An SSTable provided a persistent, ordered immutable map from keys to values, where both keys and values are arbitrary byte strings.
In the late 2000s many different experimental systems were created that attempted to meet the scaleability requirements of companies that had jumped ship to NoSQL while retaining the features developers had come to expect from traditional relational database management systems like joins and ACID transactions.
The Paxos algorithm, when presented in plain English, is very simple.
Paxos Made Simple (November 1, 2001)
In 2011, Megastore implemented it's own versions of the Paxos algorithm to show how the classic distributed consensus algorithm could be used to achieve consistency at scale.
Spinnaker was designed to run on a large cluster of commodity servers in a single datacenter. Paxos ensured that a data partition in Spinnaker was available for reads and writes as long as a majority of its replicas were alive. It's features included:
- Key-based range partitioning
- 3-way replication
- Transactional get-put API
In 2012, two papers were released that built on the foundational work of Bigtable, Dynamo, Megastore, and Spinnaker by showing how consensus algorithms could be used to build geographically replicated, consistent, ACID compliant, transactional database systems.

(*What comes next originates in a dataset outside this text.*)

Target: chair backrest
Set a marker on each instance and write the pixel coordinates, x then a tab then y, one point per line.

Spanner ultimately made a bigger splash on the scene at the time but both have proved to be highly influential in the design of databases in the late 2010s including CockroachDB, YugaByte, Vitess, TiDB, and Aurora.
Before [the Google Spanner paper], it was widely believed and also continually marketed by the NoSQL vendors that distributed ACID transactions were literally impossible.
Software Daily (March 21, 2019)
Up to this point all of these different systems were using custom implementations of Paxos as their consensus algorithm. Paxos was first described in Leslie Lamport's famous(ly complicated) 1998 paper The Part-Time Parliament. It described how a hypothetical parliament made up of voting state machines could use three phase commits to achieve global consistency.
If that last sentence doesn’t make any sense to you then you are not alone. 2013 saw the introduction of Raft in a paper titled In Search of an Understandable Consensus Algorithm. Its author considered the comprehensibility of the algorithm to be a primary concern.
The consensus algorithm manages a replicated log containing state machine commands from clients. The state machines process identical sequences of commands from the logs, so they produce the same outputs. It is called Raft because it is a bunch of logs.
Raft aimed to provide the same benefits of Paxos with a simpler implementation that could be more easily adopted by practical systems.
FaunaDB has taken the insights of Calvin and Raft and combined them with the real world experience of Evan Weaver's time scaling Twitter to create a new base protocol, the FaunaDB Distributed Transaction Protocol. It supports strictly serializable, externally consistent transactions.
In FaunaDB, data is both partitioned and replicated across machines. Each partition contains multiple records (rows), and each record may have many versions associated with it. Each version is stored separately and is annotated with the transaction identifier that wrote that version.